Bad situations and people happens to all of us, and when they do happen we will go though the usual emotions of  anger, pain, hurt, blame, grief, questions. And then we move on to more positive things. But a truly toxic person will not move past these things. And they will litterally suck all your positive energy out of you, so beware!


They are usually so busy thinking about themselves and their wants and needs, that they will not consider how that makes people around them feel. They often times have little or no regard for your feelings and rarely stop talking about themselves. In the work place they have high expectations of their staff and they will manipulate situations to suit their preferences. They are also big on handing out criticism but hates receiving it themselves.

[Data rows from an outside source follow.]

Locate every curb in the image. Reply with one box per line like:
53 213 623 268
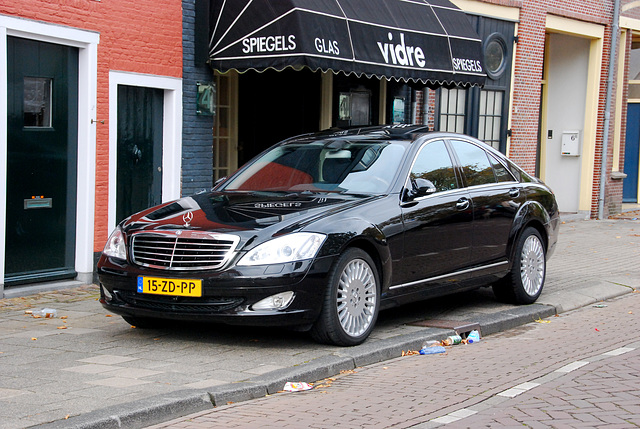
36 282 633 429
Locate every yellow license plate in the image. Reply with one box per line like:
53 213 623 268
138 276 202 297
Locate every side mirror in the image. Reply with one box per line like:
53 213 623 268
211 176 227 190
406 178 437 199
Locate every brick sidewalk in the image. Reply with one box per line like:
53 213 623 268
148 293 640 429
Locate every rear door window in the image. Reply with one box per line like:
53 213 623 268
450 140 497 186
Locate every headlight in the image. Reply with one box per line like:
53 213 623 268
102 227 127 259
238 232 327 265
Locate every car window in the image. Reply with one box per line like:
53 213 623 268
411 140 458 192
451 140 497 186
489 154 516 182
222 139 406 193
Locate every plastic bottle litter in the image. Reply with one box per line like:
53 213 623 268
282 381 313 392
420 346 446 355
31 308 58 319
467 330 480 344
442 335 462 346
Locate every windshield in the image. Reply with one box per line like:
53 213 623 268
223 139 405 194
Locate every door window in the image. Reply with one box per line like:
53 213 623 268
489 154 516 182
451 140 496 186
411 140 458 192
23 77 52 127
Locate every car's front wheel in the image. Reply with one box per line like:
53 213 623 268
493 227 547 304
311 248 380 346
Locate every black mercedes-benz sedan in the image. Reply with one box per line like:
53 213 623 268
98 126 559 346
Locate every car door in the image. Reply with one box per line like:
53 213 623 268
393 140 473 292
450 140 526 265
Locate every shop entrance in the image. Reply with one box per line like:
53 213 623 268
622 103 640 203
238 69 321 166
4 37 78 286
541 34 590 213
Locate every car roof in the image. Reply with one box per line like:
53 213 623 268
283 124 478 143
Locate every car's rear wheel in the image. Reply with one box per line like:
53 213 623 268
493 227 547 304
311 248 380 346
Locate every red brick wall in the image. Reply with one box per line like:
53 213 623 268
0 0 182 252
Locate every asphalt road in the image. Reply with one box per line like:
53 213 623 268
148 293 640 429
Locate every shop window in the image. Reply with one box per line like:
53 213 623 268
213 73 237 182
439 88 467 133
478 89 503 149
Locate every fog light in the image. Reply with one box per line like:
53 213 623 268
100 285 113 301
251 291 295 311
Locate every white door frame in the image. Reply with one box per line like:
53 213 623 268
0 15 100 292
108 71 182 231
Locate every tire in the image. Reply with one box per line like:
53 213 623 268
493 227 547 304
122 316 165 329
310 248 380 346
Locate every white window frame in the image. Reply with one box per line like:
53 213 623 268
0 15 100 288
108 71 182 231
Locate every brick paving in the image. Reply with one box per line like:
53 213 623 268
0 220 640 429
153 293 640 429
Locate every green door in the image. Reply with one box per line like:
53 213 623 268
5 37 78 286
116 85 164 222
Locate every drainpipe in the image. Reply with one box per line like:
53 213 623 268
598 0 621 219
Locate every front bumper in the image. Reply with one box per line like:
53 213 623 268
98 255 335 327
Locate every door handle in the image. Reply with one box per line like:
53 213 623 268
456 198 470 211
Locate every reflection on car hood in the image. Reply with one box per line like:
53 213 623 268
123 192 376 234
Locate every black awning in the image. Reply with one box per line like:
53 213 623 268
209 0 486 86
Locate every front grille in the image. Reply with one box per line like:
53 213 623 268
114 291 244 314
131 230 240 270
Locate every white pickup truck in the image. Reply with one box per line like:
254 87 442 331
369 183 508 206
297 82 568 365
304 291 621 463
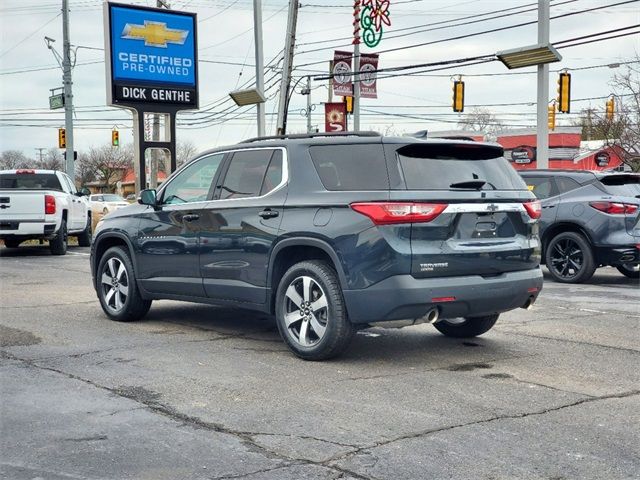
0 169 91 255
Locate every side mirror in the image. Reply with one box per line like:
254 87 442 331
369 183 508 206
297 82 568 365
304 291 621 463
138 189 158 207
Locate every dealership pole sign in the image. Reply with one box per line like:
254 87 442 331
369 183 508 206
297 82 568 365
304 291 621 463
104 2 199 191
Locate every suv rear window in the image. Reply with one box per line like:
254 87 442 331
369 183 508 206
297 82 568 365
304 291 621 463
0 173 62 190
600 175 640 198
309 144 389 191
396 144 527 190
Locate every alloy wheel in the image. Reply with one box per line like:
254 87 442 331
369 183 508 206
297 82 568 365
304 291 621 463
100 257 129 313
549 238 584 279
284 276 329 347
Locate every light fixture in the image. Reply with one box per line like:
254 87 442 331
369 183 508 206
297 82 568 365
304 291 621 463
229 88 266 107
496 45 562 70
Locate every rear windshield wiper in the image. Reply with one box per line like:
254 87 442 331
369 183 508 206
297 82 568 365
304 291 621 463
449 180 487 190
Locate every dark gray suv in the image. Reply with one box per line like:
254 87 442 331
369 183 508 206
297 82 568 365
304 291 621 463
521 170 640 283
91 133 542 360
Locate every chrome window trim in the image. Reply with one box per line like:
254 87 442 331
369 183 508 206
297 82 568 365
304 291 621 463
158 147 289 206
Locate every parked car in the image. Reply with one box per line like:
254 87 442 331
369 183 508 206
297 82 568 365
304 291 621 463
91 132 542 360
89 193 130 215
520 170 640 283
0 169 91 255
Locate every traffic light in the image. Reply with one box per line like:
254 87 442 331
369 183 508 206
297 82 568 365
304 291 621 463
547 102 556 130
58 128 67 148
605 97 616 121
453 80 464 112
342 96 353 113
558 72 571 113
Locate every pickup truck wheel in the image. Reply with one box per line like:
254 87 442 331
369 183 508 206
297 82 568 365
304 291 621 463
96 247 151 322
276 260 355 360
545 232 597 283
616 263 640 280
49 219 69 255
433 314 500 338
78 215 92 247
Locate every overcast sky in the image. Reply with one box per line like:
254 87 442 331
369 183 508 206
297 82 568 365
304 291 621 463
0 0 640 156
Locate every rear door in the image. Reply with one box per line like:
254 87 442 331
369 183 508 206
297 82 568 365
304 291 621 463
200 148 288 304
387 142 540 278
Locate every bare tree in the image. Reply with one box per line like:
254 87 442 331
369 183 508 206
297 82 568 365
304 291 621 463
458 108 504 134
176 140 198 167
0 150 36 170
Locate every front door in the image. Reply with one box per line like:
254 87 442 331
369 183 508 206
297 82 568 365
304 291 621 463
200 148 287 304
137 153 224 297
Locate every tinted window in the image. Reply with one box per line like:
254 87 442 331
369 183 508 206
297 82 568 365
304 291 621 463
260 150 282 195
556 177 581 193
162 153 224 204
220 150 275 200
396 144 526 190
0 173 62 190
309 145 389 190
600 175 640 198
525 176 558 200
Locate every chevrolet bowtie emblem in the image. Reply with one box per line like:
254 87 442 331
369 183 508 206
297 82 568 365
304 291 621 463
122 20 189 48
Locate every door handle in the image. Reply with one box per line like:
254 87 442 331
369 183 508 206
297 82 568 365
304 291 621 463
258 208 280 218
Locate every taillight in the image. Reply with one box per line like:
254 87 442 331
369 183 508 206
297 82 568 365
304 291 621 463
589 202 638 215
44 195 56 215
523 200 542 220
351 202 447 225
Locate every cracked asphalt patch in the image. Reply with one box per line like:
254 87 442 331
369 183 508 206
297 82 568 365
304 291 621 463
0 247 640 480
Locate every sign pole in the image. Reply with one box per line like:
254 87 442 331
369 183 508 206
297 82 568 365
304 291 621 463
62 0 76 181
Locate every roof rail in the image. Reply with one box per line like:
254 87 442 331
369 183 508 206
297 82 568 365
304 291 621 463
240 131 382 143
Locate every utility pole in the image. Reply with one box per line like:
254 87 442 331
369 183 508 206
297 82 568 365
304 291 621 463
276 0 300 135
253 0 265 137
536 0 550 168
62 0 76 180
353 0 362 132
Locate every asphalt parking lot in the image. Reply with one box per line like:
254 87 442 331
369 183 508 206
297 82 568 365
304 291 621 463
0 246 640 480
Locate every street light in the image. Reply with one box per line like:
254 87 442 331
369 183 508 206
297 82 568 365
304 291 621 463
229 88 266 107
496 45 562 70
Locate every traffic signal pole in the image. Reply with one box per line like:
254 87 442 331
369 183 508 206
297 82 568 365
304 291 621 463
62 0 76 180
536 0 549 168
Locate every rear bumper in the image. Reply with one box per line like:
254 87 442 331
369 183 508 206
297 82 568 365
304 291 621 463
596 245 640 266
344 268 542 323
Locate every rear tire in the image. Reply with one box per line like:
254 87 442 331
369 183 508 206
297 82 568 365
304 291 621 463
49 218 69 255
433 313 500 338
78 215 92 247
544 232 597 283
276 260 355 360
616 263 640 280
96 247 151 322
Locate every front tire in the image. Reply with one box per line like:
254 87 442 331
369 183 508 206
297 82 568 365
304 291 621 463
96 247 151 322
78 215 92 247
276 260 355 360
433 313 500 338
616 263 640 280
544 232 596 283
49 219 69 255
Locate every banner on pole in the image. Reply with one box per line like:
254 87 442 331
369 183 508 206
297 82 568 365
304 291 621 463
331 50 353 97
360 53 378 98
324 102 347 132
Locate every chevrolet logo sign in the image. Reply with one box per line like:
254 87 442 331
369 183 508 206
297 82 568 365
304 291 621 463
122 20 189 48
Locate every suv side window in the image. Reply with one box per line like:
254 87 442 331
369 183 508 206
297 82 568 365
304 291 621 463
162 153 224 205
309 144 389 191
556 177 581 193
524 176 558 200
220 149 282 200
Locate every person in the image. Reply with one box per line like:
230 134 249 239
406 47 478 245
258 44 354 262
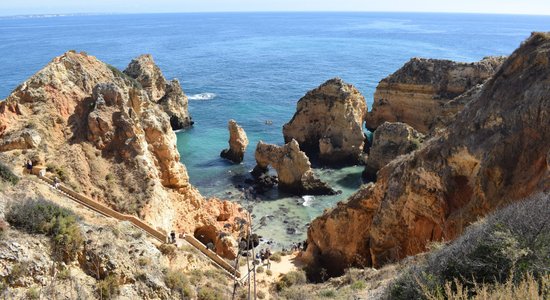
170 230 176 244
27 159 32 174
53 176 59 189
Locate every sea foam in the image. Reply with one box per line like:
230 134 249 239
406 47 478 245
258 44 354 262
187 93 217 100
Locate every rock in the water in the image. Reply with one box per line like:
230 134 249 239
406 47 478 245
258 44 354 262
124 54 194 130
220 120 248 163
304 33 550 274
283 78 367 165
364 122 424 181
253 140 336 195
366 57 505 133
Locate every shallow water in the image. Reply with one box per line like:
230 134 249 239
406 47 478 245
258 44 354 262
0 13 550 248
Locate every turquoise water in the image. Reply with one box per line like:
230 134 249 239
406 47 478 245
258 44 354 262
0 13 550 244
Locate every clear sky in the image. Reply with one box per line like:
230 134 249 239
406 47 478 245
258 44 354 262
0 0 550 15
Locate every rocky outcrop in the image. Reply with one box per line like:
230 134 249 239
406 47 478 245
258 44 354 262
220 120 248 163
124 54 194 130
366 57 505 133
283 78 367 165
364 122 424 181
306 33 550 274
0 52 247 258
253 140 335 195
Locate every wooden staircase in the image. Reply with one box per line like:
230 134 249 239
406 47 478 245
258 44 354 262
33 168 241 280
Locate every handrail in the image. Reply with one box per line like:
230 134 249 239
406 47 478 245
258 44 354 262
33 172 241 278
183 234 241 278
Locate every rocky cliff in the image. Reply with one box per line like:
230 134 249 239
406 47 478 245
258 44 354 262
306 33 550 274
363 122 424 181
253 140 336 195
124 54 194 130
0 52 244 258
366 57 505 133
283 78 367 165
220 120 248 163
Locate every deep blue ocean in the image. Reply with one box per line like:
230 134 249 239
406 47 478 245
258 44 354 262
0 13 550 245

Recently I appealed against someone’s controlling behaviour towards me in the hope that their better nature will come to surface and they will make a change.  But it didn’t go down well. They were not prepared to change their ways. These types of people’s ego’s usually get crushed when they have to deal with someone who has an opinion and a brain. They don’t like people that doesn’t like to be held down under their thumb and challenge their behaviour. With these types of people it is best to minimise exposure to them (which in my case I did) and part ways as soon as you can (so voila, they are no longer in my life!)


If you ever cross, question or doubt a toxic person, be prepared that they will put up a fight. They are competitive and will make it their goal to prove that they are right, fabricating the truth if necessary and misdirect people and situations.

The list is endless when it comes to toxic people, but these are the most common toxic people I have crossed paths with in my life.

Sometimes we keep them in our lives because we are loyal to them or they brainwashed us into believing that they are important to us and we to them. And you may even have developed deep rooted feelings for them because they made you believe that they care about you. Believe me, they are bad for you and my advice is to kick them out of your life when you see any of the above traits. And run for dear life. They are pure poison.

Take care of yourself because they won’t!